11-17-2025
When you open your food delivery app at 7 p.m. on a Friday, expecting your usual 30-minute wait time, you're witnessing the culmination of thousands of real-time forecasting calculations happening behind the scenes. Each geographical region, each time of day, each shifting pattern of consumer behavior — all feeding into algorithms that must predict demand with remarkable precision.
But what happens when the world changes overnight? COVID-19 sent shockwaves through every on-demand platform, transforming quiet suburban areas into delivery hotspots while urban centers went silent. Traditional forecasting methods, designed for stable patterns, buckled under this instability. A new approach from a Purdue University researcher and coauthors offers a solution that automatically adapts to these dramatic shifts — no human intervention required.
On-demand service platforms face what researchers call a "wicked problem." They must simultaneously forecast demand across hundreds of geographical regions, process data streaming in real-time and adapt to sudden environmental changes, all while delivering results fast enough to guide split-second operational decisions.
Traditional forecasting works well in stable environments. But when external shocks hit — whether it's a pandemic, severe weather or a major local event — these systems can fail magnificently. The algorithms continue making predictions based on outdated patterns, leading to driver shortages in high-demand areas and wasted resources in others. While industry-leading methods like recurrent neural networks (e.g. long short-term memory, or LSTM) or Facebook's Prophet algorithm are able to detect underlying parameter changes, they do so at high computational cost. Finding a way to efficiently detect structural breaks, or “change points,” therefore represents a significant source of value for on-demand platforms.
The research team, led by Yu Jeffrey Hu from Purdue’s Daniels School of Business, developed what they call FFUDS (Fast Forecasting of Unstable Data Streams). The framework does something remarkably human-like: it continuously monitors its own performance and automatically switches strategies when it detects that conditions have changed.
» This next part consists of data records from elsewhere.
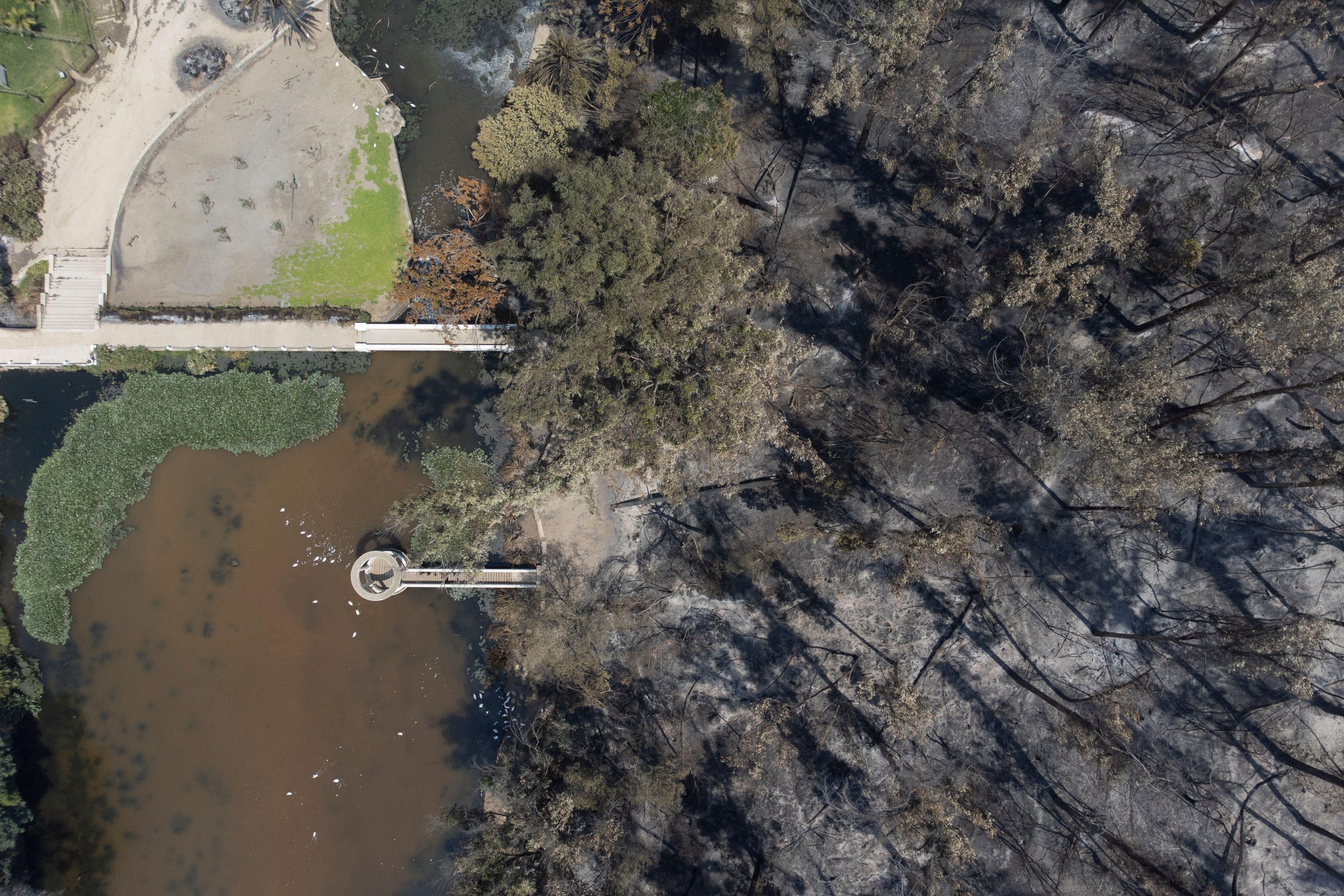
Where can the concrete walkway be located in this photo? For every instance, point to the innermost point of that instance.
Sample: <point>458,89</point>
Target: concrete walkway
<point>47,349</point>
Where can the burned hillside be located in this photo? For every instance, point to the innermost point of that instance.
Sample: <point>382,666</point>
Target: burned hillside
<point>1041,311</point>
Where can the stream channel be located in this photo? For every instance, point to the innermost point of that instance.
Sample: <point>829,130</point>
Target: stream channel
<point>228,716</point>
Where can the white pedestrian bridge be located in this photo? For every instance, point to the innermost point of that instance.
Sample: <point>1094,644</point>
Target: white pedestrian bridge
<point>38,347</point>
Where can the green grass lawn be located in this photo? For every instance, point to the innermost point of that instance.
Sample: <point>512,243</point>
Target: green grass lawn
<point>31,64</point>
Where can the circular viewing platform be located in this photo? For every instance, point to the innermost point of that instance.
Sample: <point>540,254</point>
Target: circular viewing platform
<point>380,574</point>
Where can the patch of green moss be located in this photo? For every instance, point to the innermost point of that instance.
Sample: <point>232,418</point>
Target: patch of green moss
<point>355,260</point>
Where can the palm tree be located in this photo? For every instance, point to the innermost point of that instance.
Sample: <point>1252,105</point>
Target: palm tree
<point>296,14</point>
<point>566,64</point>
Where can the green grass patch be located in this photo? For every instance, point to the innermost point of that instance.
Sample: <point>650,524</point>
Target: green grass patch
<point>31,64</point>
<point>355,260</point>
<point>80,496</point>
<point>28,292</point>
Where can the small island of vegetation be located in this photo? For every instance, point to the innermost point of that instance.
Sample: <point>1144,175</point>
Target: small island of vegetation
<point>80,495</point>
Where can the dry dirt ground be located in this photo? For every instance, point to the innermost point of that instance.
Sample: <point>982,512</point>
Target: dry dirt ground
<point>281,189</point>
<point>90,146</point>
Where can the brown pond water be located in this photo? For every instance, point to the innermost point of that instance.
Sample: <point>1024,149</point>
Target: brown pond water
<point>229,716</point>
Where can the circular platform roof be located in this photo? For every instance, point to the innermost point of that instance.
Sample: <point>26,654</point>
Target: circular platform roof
<point>378,574</point>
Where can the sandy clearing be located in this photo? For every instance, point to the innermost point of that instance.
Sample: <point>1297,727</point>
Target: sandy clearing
<point>291,117</point>
<point>90,146</point>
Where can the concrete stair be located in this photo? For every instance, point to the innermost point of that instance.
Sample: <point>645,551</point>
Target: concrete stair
<point>74,292</point>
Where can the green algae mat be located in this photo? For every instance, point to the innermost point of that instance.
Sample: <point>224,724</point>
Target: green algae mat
<point>357,260</point>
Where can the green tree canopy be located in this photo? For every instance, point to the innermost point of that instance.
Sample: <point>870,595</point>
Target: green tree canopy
<point>640,354</point>
<point>454,520</point>
<point>21,191</point>
<point>529,132</point>
<point>689,129</point>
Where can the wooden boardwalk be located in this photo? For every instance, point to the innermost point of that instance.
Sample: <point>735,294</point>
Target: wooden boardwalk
<point>381,574</point>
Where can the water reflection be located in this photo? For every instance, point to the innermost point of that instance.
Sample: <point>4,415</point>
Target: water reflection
<point>226,719</point>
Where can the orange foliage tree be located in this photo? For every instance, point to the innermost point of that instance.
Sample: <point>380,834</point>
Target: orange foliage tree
<point>479,206</point>
<point>449,279</point>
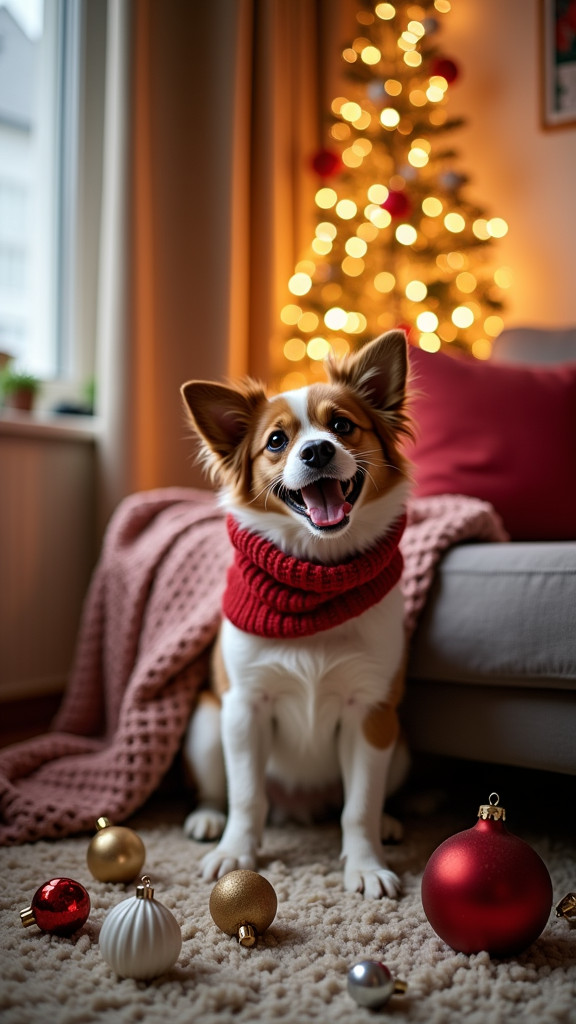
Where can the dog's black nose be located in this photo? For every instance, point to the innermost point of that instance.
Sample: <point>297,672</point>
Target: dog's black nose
<point>317,454</point>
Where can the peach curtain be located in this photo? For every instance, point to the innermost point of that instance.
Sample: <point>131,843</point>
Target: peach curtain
<point>213,111</point>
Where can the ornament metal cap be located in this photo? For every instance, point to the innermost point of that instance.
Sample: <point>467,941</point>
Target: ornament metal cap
<point>145,890</point>
<point>492,810</point>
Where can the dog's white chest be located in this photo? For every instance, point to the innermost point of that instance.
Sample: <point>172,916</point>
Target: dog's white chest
<point>307,686</point>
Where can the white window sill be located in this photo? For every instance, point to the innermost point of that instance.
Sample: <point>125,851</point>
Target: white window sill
<point>48,426</point>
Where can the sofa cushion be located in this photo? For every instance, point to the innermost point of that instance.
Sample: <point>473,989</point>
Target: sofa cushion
<point>502,432</point>
<point>500,614</point>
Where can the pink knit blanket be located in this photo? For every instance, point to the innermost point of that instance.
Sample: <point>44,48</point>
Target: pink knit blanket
<point>152,610</point>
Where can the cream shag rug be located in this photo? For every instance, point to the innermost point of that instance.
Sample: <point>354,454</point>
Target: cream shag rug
<point>297,973</point>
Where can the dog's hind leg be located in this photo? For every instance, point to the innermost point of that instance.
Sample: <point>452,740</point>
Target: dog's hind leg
<point>204,760</point>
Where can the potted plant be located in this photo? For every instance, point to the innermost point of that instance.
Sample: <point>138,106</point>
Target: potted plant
<point>18,389</point>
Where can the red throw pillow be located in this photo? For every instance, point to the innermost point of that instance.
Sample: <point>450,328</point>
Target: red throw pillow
<point>502,432</point>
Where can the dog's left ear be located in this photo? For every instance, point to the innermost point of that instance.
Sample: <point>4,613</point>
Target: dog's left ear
<point>377,371</point>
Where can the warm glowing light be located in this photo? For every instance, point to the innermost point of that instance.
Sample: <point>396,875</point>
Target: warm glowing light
<point>351,112</point>
<point>367,231</point>
<point>335,318</point>
<point>480,228</point>
<point>503,276</point>
<point>318,348</point>
<point>482,348</point>
<point>389,117</point>
<point>493,326</point>
<point>299,284</point>
<point>428,341</point>
<point>356,248</point>
<point>426,322</point>
<point>384,10</point>
<point>466,282</point>
<point>456,261</point>
<point>352,266</point>
<point>497,227</point>
<point>393,87</point>
<point>371,54</point>
<point>416,291</point>
<point>321,247</point>
<point>433,207</point>
<point>377,194</point>
<point>417,97</point>
<point>290,313</point>
<point>462,316</point>
<point>413,58</point>
<point>417,157</point>
<point>309,323</point>
<point>454,222</point>
<point>417,29</point>
<point>325,198</point>
<point>294,349</point>
<point>292,381</point>
<point>384,282</point>
<point>346,209</point>
<point>406,235</point>
<point>326,230</point>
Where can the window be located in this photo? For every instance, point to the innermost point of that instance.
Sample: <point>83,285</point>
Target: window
<point>51,116</point>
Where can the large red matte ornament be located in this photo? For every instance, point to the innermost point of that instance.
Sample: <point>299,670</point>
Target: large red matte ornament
<point>487,889</point>
<point>59,906</point>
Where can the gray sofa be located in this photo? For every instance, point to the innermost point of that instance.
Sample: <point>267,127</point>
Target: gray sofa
<point>492,671</point>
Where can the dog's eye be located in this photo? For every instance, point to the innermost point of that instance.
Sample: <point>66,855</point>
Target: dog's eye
<point>277,441</point>
<point>341,425</point>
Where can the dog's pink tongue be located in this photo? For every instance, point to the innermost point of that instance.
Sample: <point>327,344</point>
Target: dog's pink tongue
<point>326,503</point>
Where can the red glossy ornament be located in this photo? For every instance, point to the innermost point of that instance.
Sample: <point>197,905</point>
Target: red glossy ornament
<point>326,163</point>
<point>59,906</point>
<point>398,204</point>
<point>487,889</point>
<point>446,68</point>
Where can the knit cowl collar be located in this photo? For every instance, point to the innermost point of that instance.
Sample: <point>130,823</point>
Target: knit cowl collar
<point>275,595</point>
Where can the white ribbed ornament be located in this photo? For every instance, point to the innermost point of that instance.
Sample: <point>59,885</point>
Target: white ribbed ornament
<point>140,938</point>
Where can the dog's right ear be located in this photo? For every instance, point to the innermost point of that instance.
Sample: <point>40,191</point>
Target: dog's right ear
<point>220,415</point>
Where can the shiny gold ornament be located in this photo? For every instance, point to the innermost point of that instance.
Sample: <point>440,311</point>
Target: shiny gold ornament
<point>243,903</point>
<point>115,853</point>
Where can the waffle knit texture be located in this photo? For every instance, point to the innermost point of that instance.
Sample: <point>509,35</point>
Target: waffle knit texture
<point>275,595</point>
<point>152,611</point>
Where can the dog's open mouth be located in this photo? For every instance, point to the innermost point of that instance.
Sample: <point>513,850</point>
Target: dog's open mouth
<point>326,502</point>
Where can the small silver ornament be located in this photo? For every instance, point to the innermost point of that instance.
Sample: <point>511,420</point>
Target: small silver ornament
<point>371,984</point>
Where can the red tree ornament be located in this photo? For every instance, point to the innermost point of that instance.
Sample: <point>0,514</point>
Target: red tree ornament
<point>326,163</point>
<point>487,889</point>
<point>398,204</point>
<point>59,906</point>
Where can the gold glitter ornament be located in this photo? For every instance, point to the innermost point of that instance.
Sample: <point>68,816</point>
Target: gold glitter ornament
<point>243,903</point>
<point>115,853</point>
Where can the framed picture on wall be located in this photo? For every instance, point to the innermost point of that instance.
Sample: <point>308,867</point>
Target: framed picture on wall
<point>559,62</point>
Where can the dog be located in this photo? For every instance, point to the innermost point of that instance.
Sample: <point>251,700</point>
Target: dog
<point>307,669</point>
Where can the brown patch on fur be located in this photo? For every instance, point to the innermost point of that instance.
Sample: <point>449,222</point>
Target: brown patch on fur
<point>380,726</point>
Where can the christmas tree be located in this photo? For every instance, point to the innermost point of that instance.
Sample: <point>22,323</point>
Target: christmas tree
<point>398,241</point>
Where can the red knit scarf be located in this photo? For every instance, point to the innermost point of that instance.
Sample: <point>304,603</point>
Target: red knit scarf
<point>275,595</point>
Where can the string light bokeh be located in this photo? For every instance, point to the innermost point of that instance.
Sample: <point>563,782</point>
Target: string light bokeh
<point>398,240</point>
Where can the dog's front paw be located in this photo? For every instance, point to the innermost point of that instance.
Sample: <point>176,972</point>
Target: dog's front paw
<point>372,879</point>
<point>220,861</point>
<point>205,823</point>
<point>392,830</point>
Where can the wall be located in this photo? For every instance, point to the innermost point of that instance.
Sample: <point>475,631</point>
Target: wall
<point>520,171</point>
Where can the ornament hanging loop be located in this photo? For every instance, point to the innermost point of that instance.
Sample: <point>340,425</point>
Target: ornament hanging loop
<point>492,810</point>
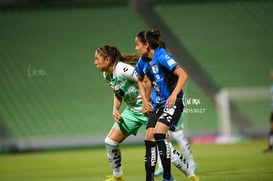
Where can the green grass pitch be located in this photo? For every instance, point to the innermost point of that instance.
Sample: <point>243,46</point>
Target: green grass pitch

Here's how it works: Instead of just predicting demand, FFUDS simultaneously tracks the quality of its own predictions. When forecast errors suddenly spike — a telltale sign that the underlying environment has shifted — the system immediately begins combining two different approaches. It blends forecasts based on all historical data (for stability) with forecasts using only recent post-change data (for responsiveness).
Think of it like a GPS system that not only calculates your route but also monitors traffic conditions in real-time, automatically rerouting when it detects congestion ahead. But unlike GPS, FFUDS makes these adjustments across hundreds of parallel data streams simultaneously.
Testing the framework on data from a leading European delivery platform revealed impressive results. FFUDS consistently outperformed industry benchmarks across 294 UK delivery areas from 2019 to 2021 — a period that included the massive disruptions of the COVID-19 pandemic.
The performance gains translate directly to business value. Compared with competing methods, FFUDS generated an average of £1.1 million in annual savings, ranging from £18,000 when compared to the best-performing benchmark to £3 million when compared with the company’s existing standard — and that's just from improved forecasting accuracy. Factor in the computational efficiency gains, and the framework proved 45 to 5,500 times faster than competing methods. Given that most on-demand platforms operate via a cloud service provider, such as Amazon Web Services or Microsoft Azure, computational savings translate directly into dramatic reductions in operational costs.
For a platform operating in just one country, this could mean millions in annual savings. Scale that across multiple countries and the economic impact becomes transformational.
While the research focused on delivery platforms, the implications extend far beyond getting your dinner on time. The framework addresses a fundamental challenge facing any organization dealing with high-frequency, unstable data streams.
E-commerce platforms must predict traffic spikes during flash sales. Transportation networks need to anticipate rideshare demand during major events. Even financial markets could benefit from algorithms that automatically detect when market conditions have fundamentally changed.
The key insight is that instability isn't a bug in modern data — it’s a feature. In our rapidly changing world, the ability to automatically detect and adapt to new patterns has become just as — if not more — valuable than simply optimizing for historical ones. To illustrate the generality of their approach, the authors also tested it on publicly available data from a NYC-based bicycle-sharing platform, demonstrating its broad applicability across industries.
The research suggests we're entering an era where the most successful platforms won't just be those with the best algorithms, but those with algorithms that can automatically improve themselves. As external shocks become more frequent and severe, the ability to maintain operational excellence through uncertainty becomes a core competitive advantage.
For business leaders, the message is clear: the future belongs to systems that can think, adapt, and optimize themselves in real time. The question isn't whether your organization's forecasting methods will face unexpected disruptions — it's whether they'll be ready when they do.
Yu Jeffrey Hu is Accenture Professor of Information Technology at Purdue and a Distinguished Fellow of the INFORMS Information Systems Society. A world-renowned expert on AI, analytics, and the digital economy, he currently heads the Daniels School’s Management Information Systems Department.
Joe Mazur is a visiting assistant professor in the MIS Department, where he teaches courses in MIS and the economics of technology markets.